Forever-Young / mrab-regex-hg

Automatically exported from code.google.com/p/mrab-regex-hg
0 stars 0 forks source link

Enhance API of captures() to enable retrieval of ALL groups at once, as a dictionary #86

Closed GoogleCodeExporter closed 9 years ago

GoogleCodeExporter commented 9 years ago
Hi,
For non-repeated groups, one can use match.groupdict() to retrieve a dictionary 
of ALL groups and their values, including un-matched groups. But there is no 
equivalent for repeated groups: match.captures() only returns values for groups 
given explicitly in arguments, while groupdict() doesn't include multiple 
values.

I suggest either:

1. Change API of captures() so that captures() (no args) returns a dictionary 
of ALL groups, not just group 0 - this would be the most convenient and 
intuitive, but would break existing code if somebody relies on this feature.

2. Add a boolean argument to captures(), say "all", equal False by default, to 
let the client indicate that a full dictionary is expected.

3. Add new method, say capturesdict() to return dict of all groups.

Thanks
Marcin

What version of the product are you using? On what operating system?

0.1.20130120
Linux, Python 2.7.2

Original issue reported on code.google.com by mwojn...@gmail.com on 23 Jan 2013 at 6:16

GoogleCodeExporter commented 9 years ago
Should the dict behave like this?

capturesdict = {}
for name in m.groupdict().keys():
    capturesdict[name] = m.captures(name)

What's your usecase?
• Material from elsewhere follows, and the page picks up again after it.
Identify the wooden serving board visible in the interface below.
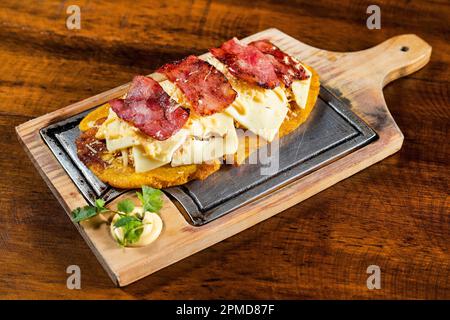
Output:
[16,29,431,286]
Could you provide some examples of the suggested feature?

Original comment by re...@mrabarnett.plus.com on 23 Jan 2013 at 6:57

GoogleCodeExporter commented 9 years ago
Yes, it should behave in this way.
Usecase: web scraping, extraction of many different values from a complex html 
page in one go (for example, profile page of a product, with different 
properties listed in a fixed layout) - after applying a regex the next step is 
to take *all* extracted data as a dict, not one by one.
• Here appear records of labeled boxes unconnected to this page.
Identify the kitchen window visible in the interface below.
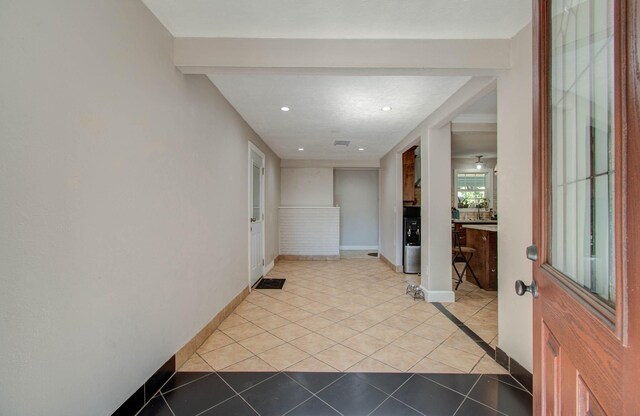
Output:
[454,169,493,210]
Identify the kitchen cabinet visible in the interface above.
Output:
[462,225,498,290]
[402,146,418,204]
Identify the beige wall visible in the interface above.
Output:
[0,0,280,415]
[280,167,333,207]
[498,25,533,371]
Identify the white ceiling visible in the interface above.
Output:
[143,0,531,39]
[451,132,498,159]
[451,90,498,158]
[210,75,469,160]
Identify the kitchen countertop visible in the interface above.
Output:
[451,219,498,224]
[462,224,498,233]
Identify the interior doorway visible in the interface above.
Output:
[333,169,379,258]
[249,143,265,286]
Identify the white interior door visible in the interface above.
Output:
[249,150,264,286]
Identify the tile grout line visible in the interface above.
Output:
[282,372,346,416]
[367,373,424,416]
[190,372,277,416]
[453,377,481,416]
[160,392,176,416]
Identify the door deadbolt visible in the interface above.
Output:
[516,280,538,299]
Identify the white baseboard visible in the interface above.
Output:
[420,286,456,303]
[263,260,275,276]
[340,246,378,251]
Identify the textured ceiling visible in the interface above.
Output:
[451,90,498,158]
[210,75,469,160]
[451,132,498,158]
[143,0,531,39]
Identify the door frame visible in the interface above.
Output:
[247,141,267,291]
[533,0,640,415]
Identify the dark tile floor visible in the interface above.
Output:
[139,372,532,416]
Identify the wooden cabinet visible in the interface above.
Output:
[463,228,498,290]
[402,146,418,204]
[453,222,467,246]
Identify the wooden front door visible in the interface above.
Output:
[520,0,640,415]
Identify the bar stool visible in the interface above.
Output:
[451,229,482,290]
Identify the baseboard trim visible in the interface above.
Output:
[495,347,533,394]
[176,286,249,368]
[111,355,176,416]
[378,252,402,273]
[340,246,378,251]
[278,254,340,261]
[420,286,456,303]
[111,286,250,416]
[264,260,275,276]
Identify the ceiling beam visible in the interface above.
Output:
[174,38,511,76]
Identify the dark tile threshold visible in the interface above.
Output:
[111,355,176,416]
[433,303,533,393]
[139,372,532,416]
[433,303,496,359]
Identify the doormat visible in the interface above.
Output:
[256,279,287,289]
Original comment by mwojn...@gmail.com on 23 Jan 2013 at 11:40

GoogleCodeExporter commented 9 years ago
Could you provide some simple test cases?

I think it'll be called 'capturesdict'.

Original comment by re...@mrabarnett.plus.com on 24 Jan 2013 at 2:01

GoogleCodeExporter commented 9 years ago
I've added a 'capturesdict' method to match objects in regex 0.1.20130124.

Original comment by re...@mrabarnett.plus.com on 24 Jan 2013 at 8:30

GoogleCodeExporter commented 9 years ago
Great, thanks for all the changes and for very useful library.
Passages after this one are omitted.